Adequate intake of vitamin K is 120 micrograms a day for men and 90 mcg for women. Here are 10 foods that are rich in vitamin K:

1. Natto

This Japanese dish made from fermented soybeans is an excellent source of vitamin K, Taylor says. Just 3 ounces contain 850 mcg of the vitamin. Research shows that regularly consuming natto offers bone health benefits in elderly men.

2. Collard greens and turnip greens

Leafy green vegetables contain the highest levels of phylloquinone, or vitamin K1. Half a cup of boiled collard greens contains 530 mcg of vitamin K, while half a cup of boiled turnip greens contains 426 mcg. Stir a few handfuls of these greens into a soup to up your nutrient count.

3. Spinach

One cup of raw spinach contains 145 mcg of vitamin K. Spinach contains a wealth of other nutrients, too, such as potassium, vitamin C and iron. Use this leafy green as a salad base or saute it as a side for a nutrient boost.

4. Kale

Kale is another leafy green to add to your diet to increase your vitamin K levels. A cup of raw kale will give you 113 mcg of the vitamin.

5. Broccoli

Whether you’re steaming, stir-frying or roasting it, broccoli will add a vitamin K boost to any meal. Half a cup of boiled broccoli contains 110 mcg of vitamin K. Be sure to include the stems and leaves with the florets for an extra dose of phylloquinone.

6. Soybeans

Soybeans are another great source of vitamin K. They’re also rich in protein and fiber, and a good source of omega-3 fatty acids. Half a cup of roasted soybeans contains 43 mcg of vitamin K, and half a cup of frozen edamame has 21 mcg.

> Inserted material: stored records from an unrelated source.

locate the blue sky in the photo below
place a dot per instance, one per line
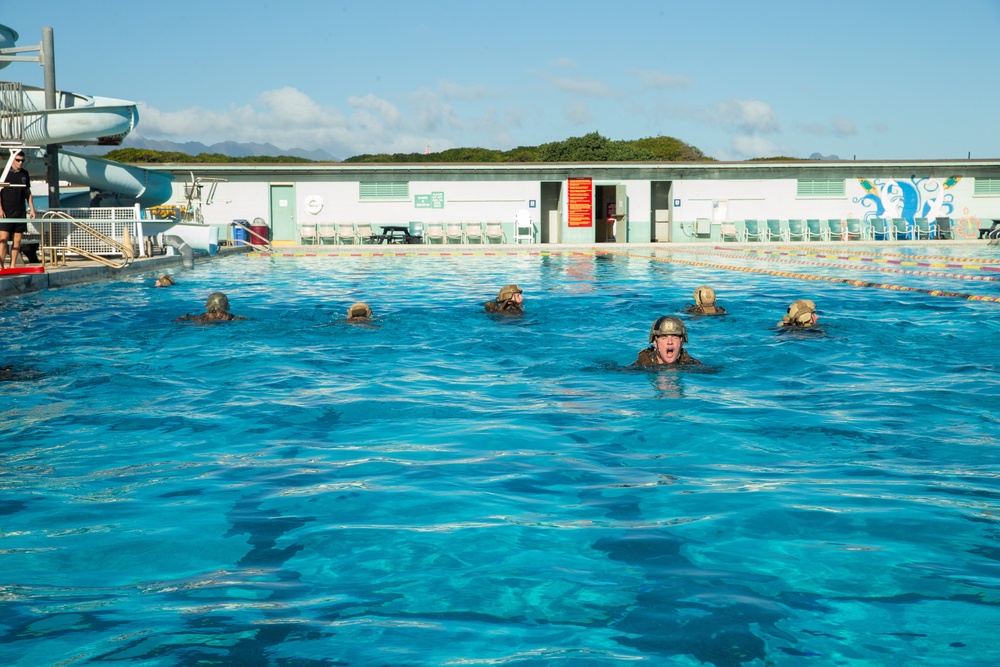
(883, 80)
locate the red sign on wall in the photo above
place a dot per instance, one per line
(580, 193)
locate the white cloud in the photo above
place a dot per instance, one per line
(578, 113)
(288, 118)
(453, 91)
(843, 127)
(581, 86)
(652, 79)
(748, 116)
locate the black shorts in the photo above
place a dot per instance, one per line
(14, 227)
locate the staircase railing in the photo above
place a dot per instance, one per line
(55, 253)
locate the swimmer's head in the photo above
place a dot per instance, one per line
(507, 293)
(801, 313)
(359, 311)
(217, 301)
(668, 326)
(704, 296)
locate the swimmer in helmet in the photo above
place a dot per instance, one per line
(508, 302)
(359, 313)
(704, 303)
(801, 315)
(216, 310)
(666, 337)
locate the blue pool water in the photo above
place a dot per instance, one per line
(453, 489)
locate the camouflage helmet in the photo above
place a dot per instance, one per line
(704, 296)
(217, 301)
(668, 326)
(359, 310)
(800, 313)
(507, 292)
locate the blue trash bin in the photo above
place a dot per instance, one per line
(240, 236)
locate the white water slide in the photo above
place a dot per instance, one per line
(82, 119)
(79, 118)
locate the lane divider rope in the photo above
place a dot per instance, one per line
(878, 253)
(806, 276)
(852, 267)
(861, 258)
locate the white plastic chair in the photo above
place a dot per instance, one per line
(494, 232)
(729, 231)
(453, 232)
(474, 232)
(307, 234)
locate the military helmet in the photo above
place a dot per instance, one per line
(359, 309)
(800, 312)
(704, 296)
(507, 292)
(668, 326)
(217, 301)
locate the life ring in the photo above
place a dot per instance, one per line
(314, 204)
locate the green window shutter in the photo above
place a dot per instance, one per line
(986, 186)
(820, 187)
(385, 190)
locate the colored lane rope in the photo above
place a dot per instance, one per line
(425, 253)
(877, 253)
(861, 258)
(852, 267)
(806, 276)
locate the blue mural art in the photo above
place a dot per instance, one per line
(906, 200)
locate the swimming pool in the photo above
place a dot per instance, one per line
(449, 488)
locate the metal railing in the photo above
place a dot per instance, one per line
(62, 235)
(265, 246)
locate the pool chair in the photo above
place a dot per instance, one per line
(326, 233)
(434, 233)
(775, 232)
(852, 230)
(880, 230)
(345, 233)
(524, 229)
(991, 232)
(453, 232)
(364, 232)
(943, 229)
(307, 234)
(816, 230)
(473, 232)
(797, 231)
(730, 232)
(494, 232)
(900, 229)
(922, 228)
(753, 231)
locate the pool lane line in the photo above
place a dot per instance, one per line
(862, 258)
(496, 253)
(806, 276)
(856, 267)
(864, 267)
(877, 253)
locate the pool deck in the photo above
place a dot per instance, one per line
(79, 271)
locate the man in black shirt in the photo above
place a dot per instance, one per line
(15, 202)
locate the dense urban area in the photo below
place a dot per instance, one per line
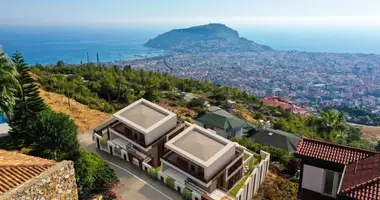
(310, 79)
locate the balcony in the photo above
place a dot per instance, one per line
(128, 133)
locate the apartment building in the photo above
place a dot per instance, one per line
(138, 132)
(204, 159)
(189, 156)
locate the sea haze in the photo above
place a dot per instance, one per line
(48, 44)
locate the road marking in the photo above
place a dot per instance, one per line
(111, 163)
(139, 179)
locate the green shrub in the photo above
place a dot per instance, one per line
(153, 173)
(187, 194)
(276, 154)
(93, 175)
(170, 182)
(103, 141)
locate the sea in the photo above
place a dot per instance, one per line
(48, 44)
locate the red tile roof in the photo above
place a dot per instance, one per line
(17, 168)
(361, 179)
(330, 152)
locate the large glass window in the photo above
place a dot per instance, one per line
(329, 182)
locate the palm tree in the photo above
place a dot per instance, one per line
(8, 85)
(332, 126)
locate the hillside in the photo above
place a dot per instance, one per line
(84, 117)
(205, 38)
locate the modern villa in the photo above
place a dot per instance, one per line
(188, 156)
(138, 132)
(200, 157)
(330, 171)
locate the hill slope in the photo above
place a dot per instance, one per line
(84, 117)
(205, 38)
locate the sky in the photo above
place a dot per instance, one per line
(351, 13)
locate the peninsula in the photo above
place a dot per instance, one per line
(205, 38)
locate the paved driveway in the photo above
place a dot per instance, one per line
(135, 184)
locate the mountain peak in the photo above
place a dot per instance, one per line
(212, 37)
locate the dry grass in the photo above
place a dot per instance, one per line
(84, 117)
(372, 134)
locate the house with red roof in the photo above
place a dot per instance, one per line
(331, 171)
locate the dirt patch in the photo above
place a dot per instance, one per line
(372, 134)
(84, 117)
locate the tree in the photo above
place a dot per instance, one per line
(93, 175)
(332, 125)
(28, 103)
(377, 147)
(54, 136)
(8, 85)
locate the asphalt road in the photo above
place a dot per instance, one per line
(135, 184)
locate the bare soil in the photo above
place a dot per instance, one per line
(84, 117)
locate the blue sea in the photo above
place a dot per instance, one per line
(48, 44)
(1, 119)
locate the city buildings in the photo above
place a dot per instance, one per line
(186, 156)
(330, 171)
(28, 177)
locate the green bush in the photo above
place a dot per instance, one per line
(118, 150)
(153, 173)
(103, 141)
(53, 136)
(276, 154)
(187, 194)
(170, 182)
(93, 175)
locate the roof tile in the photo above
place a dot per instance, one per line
(331, 152)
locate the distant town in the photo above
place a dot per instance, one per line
(309, 79)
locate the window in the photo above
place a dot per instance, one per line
(329, 182)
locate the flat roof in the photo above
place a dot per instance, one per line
(143, 115)
(198, 144)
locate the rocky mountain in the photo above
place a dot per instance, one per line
(205, 38)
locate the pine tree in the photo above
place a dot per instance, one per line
(8, 84)
(28, 103)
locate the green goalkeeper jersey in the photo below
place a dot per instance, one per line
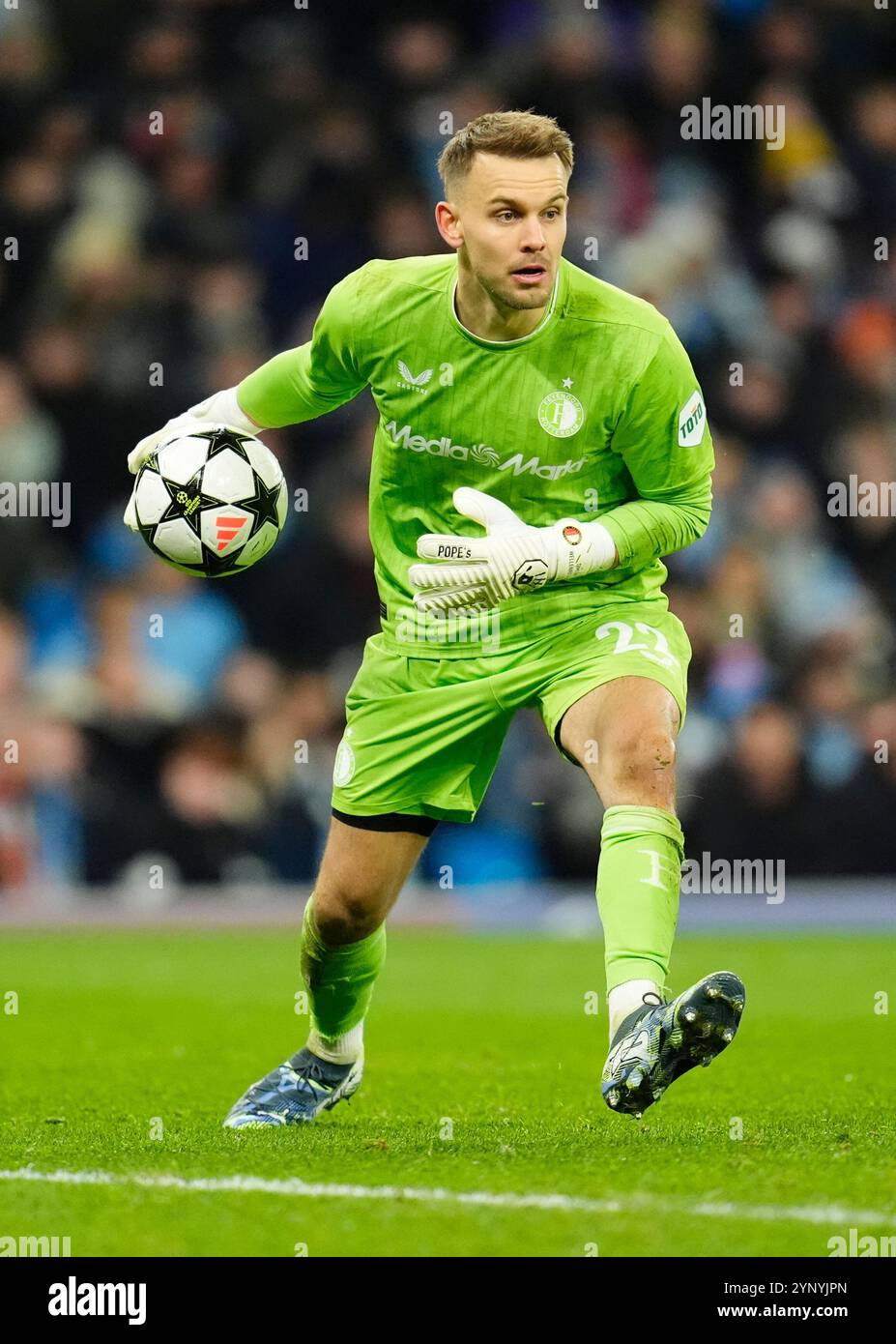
(595, 414)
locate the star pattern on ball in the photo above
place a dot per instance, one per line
(220, 440)
(262, 504)
(187, 500)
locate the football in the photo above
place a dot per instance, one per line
(211, 503)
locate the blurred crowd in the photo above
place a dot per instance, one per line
(143, 271)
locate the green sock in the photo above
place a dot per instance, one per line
(340, 980)
(638, 881)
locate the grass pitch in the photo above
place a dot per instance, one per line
(479, 1103)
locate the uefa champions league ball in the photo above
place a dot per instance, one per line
(211, 503)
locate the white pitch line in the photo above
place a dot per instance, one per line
(293, 1187)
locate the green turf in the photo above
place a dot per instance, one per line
(116, 1031)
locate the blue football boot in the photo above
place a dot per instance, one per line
(658, 1043)
(296, 1093)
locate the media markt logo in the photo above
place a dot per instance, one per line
(481, 453)
(344, 764)
(561, 413)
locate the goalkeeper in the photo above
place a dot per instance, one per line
(541, 443)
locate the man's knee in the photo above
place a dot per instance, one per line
(638, 758)
(344, 916)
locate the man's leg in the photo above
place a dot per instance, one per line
(343, 944)
(343, 950)
(623, 734)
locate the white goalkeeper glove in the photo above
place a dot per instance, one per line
(217, 409)
(512, 559)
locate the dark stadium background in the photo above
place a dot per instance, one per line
(178, 250)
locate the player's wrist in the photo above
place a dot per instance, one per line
(583, 548)
(223, 409)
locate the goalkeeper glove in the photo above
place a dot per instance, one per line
(217, 409)
(512, 558)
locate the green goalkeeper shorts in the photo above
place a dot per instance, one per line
(423, 736)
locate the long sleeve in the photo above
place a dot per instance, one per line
(665, 443)
(312, 379)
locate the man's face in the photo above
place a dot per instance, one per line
(510, 214)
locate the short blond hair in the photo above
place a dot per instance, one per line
(517, 134)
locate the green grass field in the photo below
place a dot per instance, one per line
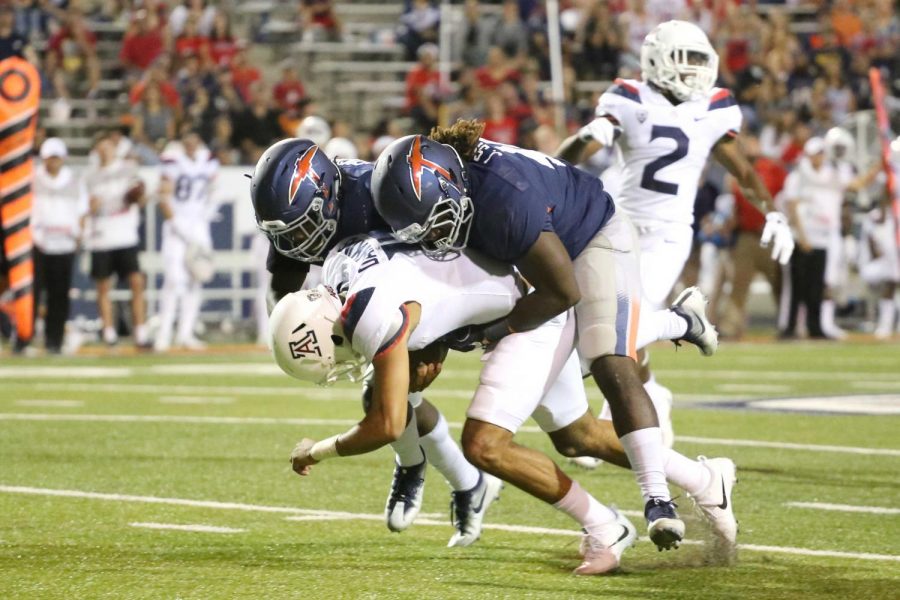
(90, 447)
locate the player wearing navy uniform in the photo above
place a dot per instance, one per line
(306, 203)
(561, 231)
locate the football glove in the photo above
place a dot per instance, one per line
(778, 234)
(600, 130)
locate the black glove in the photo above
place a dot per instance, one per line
(464, 339)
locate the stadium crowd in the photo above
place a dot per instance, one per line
(184, 64)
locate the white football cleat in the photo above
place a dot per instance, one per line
(602, 551)
(405, 499)
(467, 509)
(714, 503)
(690, 305)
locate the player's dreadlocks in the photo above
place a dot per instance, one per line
(462, 135)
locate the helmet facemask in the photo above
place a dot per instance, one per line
(306, 237)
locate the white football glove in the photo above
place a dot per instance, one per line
(600, 130)
(778, 233)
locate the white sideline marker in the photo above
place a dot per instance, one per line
(195, 528)
(875, 510)
(196, 420)
(196, 400)
(51, 403)
(371, 517)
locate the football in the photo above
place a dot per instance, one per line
(135, 193)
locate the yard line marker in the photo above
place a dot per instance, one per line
(876, 510)
(374, 517)
(196, 400)
(197, 528)
(51, 403)
(72, 372)
(789, 446)
(187, 419)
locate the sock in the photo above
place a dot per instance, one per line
(660, 325)
(886, 310)
(689, 475)
(646, 454)
(445, 456)
(407, 449)
(109, 335)
(584, 508)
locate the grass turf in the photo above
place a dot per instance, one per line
(70, 547)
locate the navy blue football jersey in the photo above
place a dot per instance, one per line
(519, 193)
(358, 214)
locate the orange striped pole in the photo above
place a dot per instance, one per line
(20, 88)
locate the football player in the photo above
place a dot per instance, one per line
(185, 190)
(397, 299)
(305, 203)
(560, 229)
(664, 128)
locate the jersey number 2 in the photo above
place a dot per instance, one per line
(648, 181)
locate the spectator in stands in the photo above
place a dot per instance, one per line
(598, 44)
(244, 74)
(289, 90)
(153, 122)
(112, 237)
(419, 25)
(222, 44)
(60, 206)
(510, 33)
(496, 70)
(72, 49)
(318, 21)
(144, 42)
(747, 256)
(200, 12)
(423, 89)
(256, 127)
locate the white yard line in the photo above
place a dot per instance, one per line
(51, 403)
(373, 517)
(346, 422)
(875, 510)
(196, 400)
(195, 528)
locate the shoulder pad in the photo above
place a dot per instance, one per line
(721, 98)
(626, 89)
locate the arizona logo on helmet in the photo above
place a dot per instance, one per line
(419, 163)
(303, 170)
(305, 346)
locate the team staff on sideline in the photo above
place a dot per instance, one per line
(112, 236)
(60, 207)
(306, 203)
(185, 191)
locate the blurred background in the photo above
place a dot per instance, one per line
(353, 76)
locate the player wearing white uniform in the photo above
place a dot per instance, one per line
(186, 203)
(665, 128)
(398, 299)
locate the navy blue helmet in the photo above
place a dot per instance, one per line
(420, 188)
(295, 190)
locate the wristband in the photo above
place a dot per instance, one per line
(497, 331)
(323, 449)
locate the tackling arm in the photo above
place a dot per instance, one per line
(386, 416)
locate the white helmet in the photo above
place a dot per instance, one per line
(307, 338)
(316, 129)
(678, 57)
(839, 144)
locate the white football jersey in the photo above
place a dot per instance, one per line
(663, 148)
(192, 179)
(378, 277)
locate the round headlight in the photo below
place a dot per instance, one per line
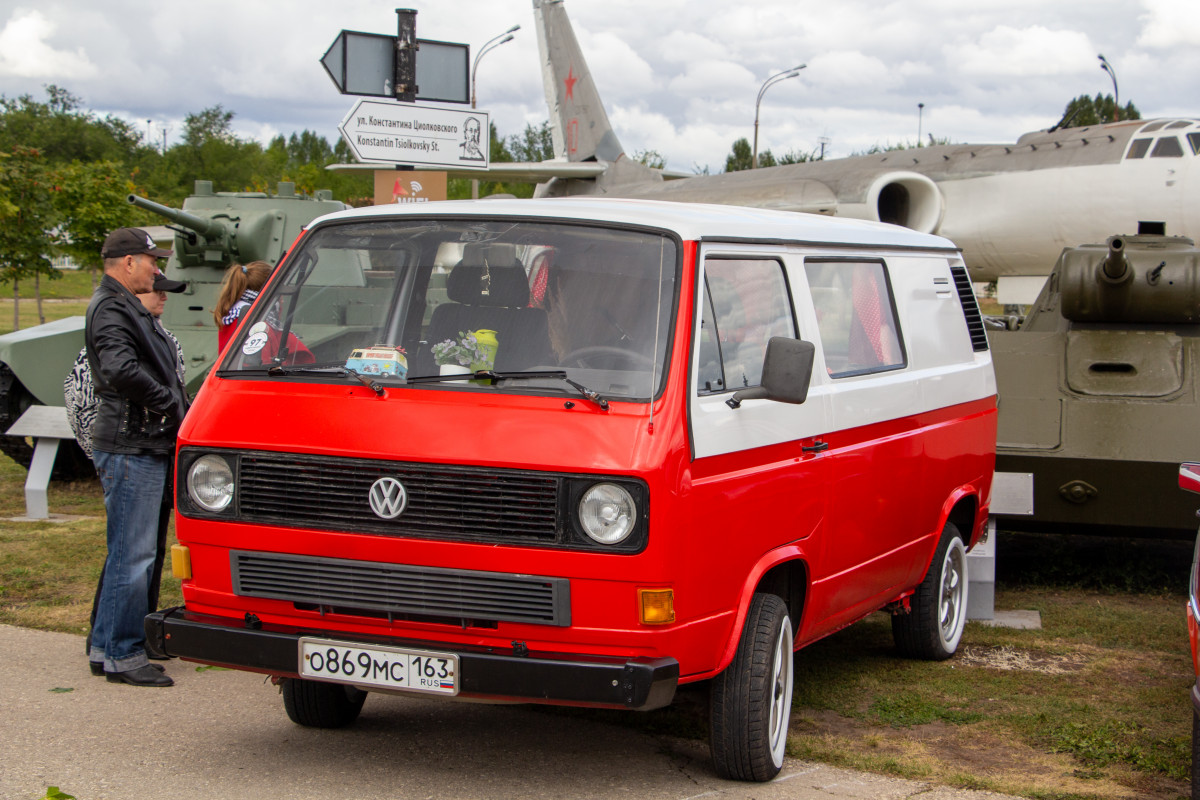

7. Soybean and canola oils

Since vitamin K is a fat-soluble vitamin, sauteing greens in soybean or canola oil, which also contains vitamin K, can dramatically increase your nutrient intake. Another option is to toss a salad in a dressing made from these oils. A tablespoon of soybean oil contains 25 mcg, and a tablespoon of canola oil has 10 mcg.

8. Olive oil

Olive oil is a healthy fat that can increase your body’s absorption of vitamin K when paired with other foods rich in the vitamin, such as broccoli or kale. One tablespoon of olive oil contains 8 mcg of vitamin K.

9. Pine nuts

Pine nuts are a rich source of vitamin K. An ounce of pine nuts contains 15 mcg. Other nuts, such as cashews, are also good sources of vitamin K.

10. Lettuces

Romaine, butterhead lettuce, and green and red leaf lettuce offer 100 mcg to 126 mcg of vitamin K. This equates to most of your daily value of the vitamin. So, think about adding a side salad to most of your meals.